Hudspeth is known for being an engaging, hands-on teacher of the game that enjoys having personal control (and responsibility) for every facet and demand that the position requires. He’s a proven recruiter – competing with LSU and other surrounding schools – is an innovator on offense, and is a fan favorite. So why hasn’t he left Louisiana-at-Lafayette yet?

Because he’s in no hurry (he’s the man at ULL and makes a handsome wage for being a Group of Five coach) and is waiting for the perfect opportunity – one that is more than likely to come by the end of the 2015 season.

Based off some of the potential vacancies that I presented in my recent “FBS Coaches on the Hot Seat for 2015” column, here are five possible landing spots for what will continue to be one of America’s hottest coaching prospects:

  • Vanderbilt: If Derek Mason can’t completely erase the memory of what was a disastrous first season in Nashville, I would imagine that athletic director Dave Williams will be quick to pull the trigger on his James Franklin replacement. If the Commodores miss out on the postseason again or struggle like they did in 2014, Hudspeth should (and very well could) be the No. 1 option on speed dial. Besides, you want to be the guy after the guy that replaces the guy, and while what Franklin did to that program was magical, it raised overall short-term expectations.
  • North Carolina: It’s not the SEC, but it’s close enough – and Hudspeth would be silly to turn down the opportunity. UNC was preseason No. 23 and finished 6-7 with an embarrassing output in the Quick Lane Bowl last season, giving Larry Fedora back-to-back six-win regular seasons for that featured two four-game losing streaks.
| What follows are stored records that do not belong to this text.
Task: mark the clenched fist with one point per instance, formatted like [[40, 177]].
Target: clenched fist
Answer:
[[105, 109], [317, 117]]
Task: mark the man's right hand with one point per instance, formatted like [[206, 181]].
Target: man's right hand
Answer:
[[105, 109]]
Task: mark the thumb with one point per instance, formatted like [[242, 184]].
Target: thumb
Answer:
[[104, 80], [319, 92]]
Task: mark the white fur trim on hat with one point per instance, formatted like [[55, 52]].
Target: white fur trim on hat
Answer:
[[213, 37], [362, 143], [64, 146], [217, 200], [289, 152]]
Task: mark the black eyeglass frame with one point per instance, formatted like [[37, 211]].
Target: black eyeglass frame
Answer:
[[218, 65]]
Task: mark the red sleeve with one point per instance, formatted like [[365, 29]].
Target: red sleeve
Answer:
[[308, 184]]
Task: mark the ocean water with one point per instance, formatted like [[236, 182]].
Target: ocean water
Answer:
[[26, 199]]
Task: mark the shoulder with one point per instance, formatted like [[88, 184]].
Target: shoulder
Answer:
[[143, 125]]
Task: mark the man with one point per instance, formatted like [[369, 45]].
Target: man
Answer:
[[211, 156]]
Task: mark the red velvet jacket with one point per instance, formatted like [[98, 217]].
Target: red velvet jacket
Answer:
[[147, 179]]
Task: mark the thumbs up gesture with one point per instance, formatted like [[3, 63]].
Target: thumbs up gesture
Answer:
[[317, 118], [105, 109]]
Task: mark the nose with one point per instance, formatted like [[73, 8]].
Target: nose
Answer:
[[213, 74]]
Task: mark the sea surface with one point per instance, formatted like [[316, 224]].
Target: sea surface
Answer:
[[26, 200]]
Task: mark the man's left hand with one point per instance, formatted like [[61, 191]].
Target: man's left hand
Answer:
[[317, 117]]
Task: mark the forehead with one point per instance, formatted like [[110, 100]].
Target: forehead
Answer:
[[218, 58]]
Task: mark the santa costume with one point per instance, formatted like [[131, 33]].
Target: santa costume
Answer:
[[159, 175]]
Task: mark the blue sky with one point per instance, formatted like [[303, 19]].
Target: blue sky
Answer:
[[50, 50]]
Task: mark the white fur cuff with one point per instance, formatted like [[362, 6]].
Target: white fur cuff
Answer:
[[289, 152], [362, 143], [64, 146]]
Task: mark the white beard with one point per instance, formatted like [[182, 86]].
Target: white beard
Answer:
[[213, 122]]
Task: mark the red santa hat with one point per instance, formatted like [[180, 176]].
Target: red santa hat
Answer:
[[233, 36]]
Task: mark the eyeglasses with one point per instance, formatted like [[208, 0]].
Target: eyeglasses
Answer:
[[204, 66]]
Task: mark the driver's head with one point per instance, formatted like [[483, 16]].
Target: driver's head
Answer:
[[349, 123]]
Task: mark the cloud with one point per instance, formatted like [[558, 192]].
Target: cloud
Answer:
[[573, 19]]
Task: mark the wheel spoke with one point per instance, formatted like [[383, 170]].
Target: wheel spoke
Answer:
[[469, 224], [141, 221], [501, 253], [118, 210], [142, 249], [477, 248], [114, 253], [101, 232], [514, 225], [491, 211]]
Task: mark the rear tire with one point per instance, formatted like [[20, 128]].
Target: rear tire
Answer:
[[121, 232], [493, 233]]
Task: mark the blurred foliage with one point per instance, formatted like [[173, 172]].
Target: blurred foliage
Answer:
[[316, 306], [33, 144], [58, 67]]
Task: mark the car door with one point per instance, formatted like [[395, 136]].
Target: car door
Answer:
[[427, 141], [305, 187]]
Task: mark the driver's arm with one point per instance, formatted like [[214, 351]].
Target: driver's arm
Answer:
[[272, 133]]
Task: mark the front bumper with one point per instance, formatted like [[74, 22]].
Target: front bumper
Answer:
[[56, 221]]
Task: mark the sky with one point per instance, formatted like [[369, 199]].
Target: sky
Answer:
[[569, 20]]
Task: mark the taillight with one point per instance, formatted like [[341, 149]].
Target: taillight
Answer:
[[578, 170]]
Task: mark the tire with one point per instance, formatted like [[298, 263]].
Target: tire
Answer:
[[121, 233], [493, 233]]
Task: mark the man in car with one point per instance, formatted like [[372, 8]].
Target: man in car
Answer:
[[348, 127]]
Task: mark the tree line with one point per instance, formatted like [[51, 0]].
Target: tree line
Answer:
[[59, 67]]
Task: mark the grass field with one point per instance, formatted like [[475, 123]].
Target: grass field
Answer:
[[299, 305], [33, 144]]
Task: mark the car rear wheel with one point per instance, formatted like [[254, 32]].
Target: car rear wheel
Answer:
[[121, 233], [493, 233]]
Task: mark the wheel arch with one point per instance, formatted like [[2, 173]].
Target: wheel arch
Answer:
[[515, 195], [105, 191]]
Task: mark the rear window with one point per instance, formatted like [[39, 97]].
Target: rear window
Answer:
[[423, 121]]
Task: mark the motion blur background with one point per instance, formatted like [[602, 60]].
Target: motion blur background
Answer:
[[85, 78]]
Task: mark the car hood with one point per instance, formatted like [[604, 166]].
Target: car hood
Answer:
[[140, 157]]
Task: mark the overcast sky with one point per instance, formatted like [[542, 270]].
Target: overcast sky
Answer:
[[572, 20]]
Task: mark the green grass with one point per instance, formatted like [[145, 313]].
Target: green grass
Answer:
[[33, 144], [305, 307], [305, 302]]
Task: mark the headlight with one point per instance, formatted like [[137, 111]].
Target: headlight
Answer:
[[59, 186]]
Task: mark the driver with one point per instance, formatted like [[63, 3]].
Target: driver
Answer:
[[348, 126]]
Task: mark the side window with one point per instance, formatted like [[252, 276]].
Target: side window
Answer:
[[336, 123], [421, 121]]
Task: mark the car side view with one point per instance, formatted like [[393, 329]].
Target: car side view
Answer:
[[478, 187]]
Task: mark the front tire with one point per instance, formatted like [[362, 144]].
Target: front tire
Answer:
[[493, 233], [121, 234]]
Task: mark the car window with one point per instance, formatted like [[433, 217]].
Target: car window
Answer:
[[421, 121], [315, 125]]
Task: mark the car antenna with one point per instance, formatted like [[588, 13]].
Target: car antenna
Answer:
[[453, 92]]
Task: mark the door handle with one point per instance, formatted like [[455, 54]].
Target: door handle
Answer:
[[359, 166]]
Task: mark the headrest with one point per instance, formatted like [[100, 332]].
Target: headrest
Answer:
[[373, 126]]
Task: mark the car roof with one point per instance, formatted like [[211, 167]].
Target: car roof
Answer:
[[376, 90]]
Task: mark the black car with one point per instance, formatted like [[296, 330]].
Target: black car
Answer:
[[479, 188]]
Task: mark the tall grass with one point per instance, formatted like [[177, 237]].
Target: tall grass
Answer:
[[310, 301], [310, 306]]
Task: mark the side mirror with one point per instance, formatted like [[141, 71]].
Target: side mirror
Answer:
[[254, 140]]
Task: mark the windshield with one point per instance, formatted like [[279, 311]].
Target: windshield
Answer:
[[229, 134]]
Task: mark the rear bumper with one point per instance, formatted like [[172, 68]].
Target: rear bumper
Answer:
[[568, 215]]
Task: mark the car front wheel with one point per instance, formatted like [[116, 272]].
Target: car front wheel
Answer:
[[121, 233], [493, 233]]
While he has no ties to the area, Hudspeth would provide a new identity to a program that has been under the NCAA’s microscope as of late and hasn’t had more than eight wins in a season since the 1997 season. 
  • Kentucky: “The Wildcats were 5-1 at the midway point last year, then fell apart,” wrote Brian Pedersen of Bleacher Report. “Six straight losses, capped by a late loss to rival Louisville, sapped all of the momentum Stoops’ career had created in his first year-and-a-half, and then the struggles continued as what was looking to be another promising recruiting class started losing players left and right.” Kentucky has a lot invested into Stoops, but if his team continues the downward trend this fall, there’s plenty of reason to believe that he’ll be canned after three years. There’s enough talent on this Kentucky roster for a postseason run, and if that goal isn’t achieved by December, Hudspeth should be a candidate to come in and take over damage control.
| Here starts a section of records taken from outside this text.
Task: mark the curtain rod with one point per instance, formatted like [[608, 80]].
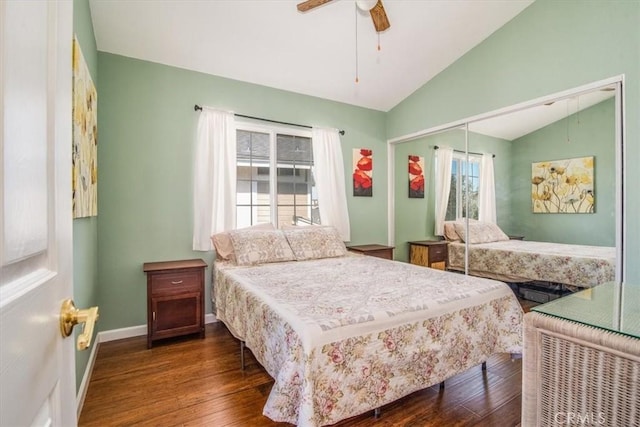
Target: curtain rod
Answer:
[[199, 108], [460, 151]]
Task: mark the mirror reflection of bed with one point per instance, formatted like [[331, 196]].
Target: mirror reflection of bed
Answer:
[[568, 243], [556, 194]]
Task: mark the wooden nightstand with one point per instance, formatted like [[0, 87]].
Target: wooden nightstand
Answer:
[[175, 298], [429, 253], [380, 251]]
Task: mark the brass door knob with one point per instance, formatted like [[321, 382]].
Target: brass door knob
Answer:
[[71, 316]]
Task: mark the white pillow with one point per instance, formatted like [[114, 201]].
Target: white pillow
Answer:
[[480, 232], [315, 242], [253, 246]]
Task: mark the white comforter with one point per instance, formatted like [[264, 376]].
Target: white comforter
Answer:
[[341, 336]]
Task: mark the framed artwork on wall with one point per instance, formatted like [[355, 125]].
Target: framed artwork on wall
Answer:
[[416, 177], [563, 186], [85, 138], [362, 172]]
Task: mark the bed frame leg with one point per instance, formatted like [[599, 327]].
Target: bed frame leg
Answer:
[[242, 355]]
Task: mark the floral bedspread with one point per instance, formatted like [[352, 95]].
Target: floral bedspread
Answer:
[[345, 335], [576, 265]]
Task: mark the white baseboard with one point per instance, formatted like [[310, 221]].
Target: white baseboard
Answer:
[[113, 335], [84, 385]]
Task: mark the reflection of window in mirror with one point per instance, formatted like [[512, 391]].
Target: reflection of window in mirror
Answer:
[[465, 184]]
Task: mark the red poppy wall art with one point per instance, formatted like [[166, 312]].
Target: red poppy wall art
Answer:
[[416, 177], [362, 172]]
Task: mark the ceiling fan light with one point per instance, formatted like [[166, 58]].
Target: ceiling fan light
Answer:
[[366, 5]]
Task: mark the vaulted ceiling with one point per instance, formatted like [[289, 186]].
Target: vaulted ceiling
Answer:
[[271, 43]]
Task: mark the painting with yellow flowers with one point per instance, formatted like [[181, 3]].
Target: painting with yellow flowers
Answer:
[[85, 138], [563, 186]]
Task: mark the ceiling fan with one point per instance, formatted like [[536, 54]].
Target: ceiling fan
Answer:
[[375, 7]]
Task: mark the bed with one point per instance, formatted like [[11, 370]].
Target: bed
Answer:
[[343, 333], [492, 254]]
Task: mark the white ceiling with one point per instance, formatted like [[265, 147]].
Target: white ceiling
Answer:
[[519, 123], [268, 42]]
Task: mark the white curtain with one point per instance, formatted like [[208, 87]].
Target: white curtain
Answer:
[[214, 189], [444, 156], [330, 180], [487, 195]]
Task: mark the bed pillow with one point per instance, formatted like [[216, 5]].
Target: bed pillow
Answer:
[[450, 233], [481, 232], [224, 246], [255, 246], [315, 242]]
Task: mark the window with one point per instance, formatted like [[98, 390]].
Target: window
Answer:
[[464, 177], [275, 177]]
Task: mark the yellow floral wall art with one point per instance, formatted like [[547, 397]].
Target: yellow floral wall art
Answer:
[[563, 186], [85, 138]]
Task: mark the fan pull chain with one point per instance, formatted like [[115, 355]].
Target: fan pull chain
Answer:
[[356, 18]]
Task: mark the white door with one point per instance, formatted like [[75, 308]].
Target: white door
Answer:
[[37, 373]]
  • Virginia: This one speaks for itself. No. 3 on my hot seat rankings, London is approaching the epitome of a make-or-break season; it’s bowl game or bust. He’s actually done an excellent job recruiting, but has yet to convert the talent into consistent on-field success. If the Cavs don’t at least content for the ACC Coastal Division and win seven or eight games in the process, parting ways with London will be imminent – and they should be open to exploring all options, starting with Hudspeth.
  • South Carolina: End the Steve Spurrier hot seat rumors right now. As long as the 69-year-old Hall of Famer wants to coach South Carolina, he will stay with South Carolina. However, following his worst mark since the 2009 season, the ‘Ol Ball Coach went on the record in January to say that he nearly decided to walk away from the game. He’s still a University of South Carolina employee, but if the Gamecocks endure another long, agonizing, and “embarrassing” year, Spurrier might pull the trigger and retire to focus on his golf game. This would then become one of the biggest coaching vacancies of the offseason, and possibly the best fit for both parties when considering Hudspeth’s capabilities and budding potential as a can’t-miss candidate.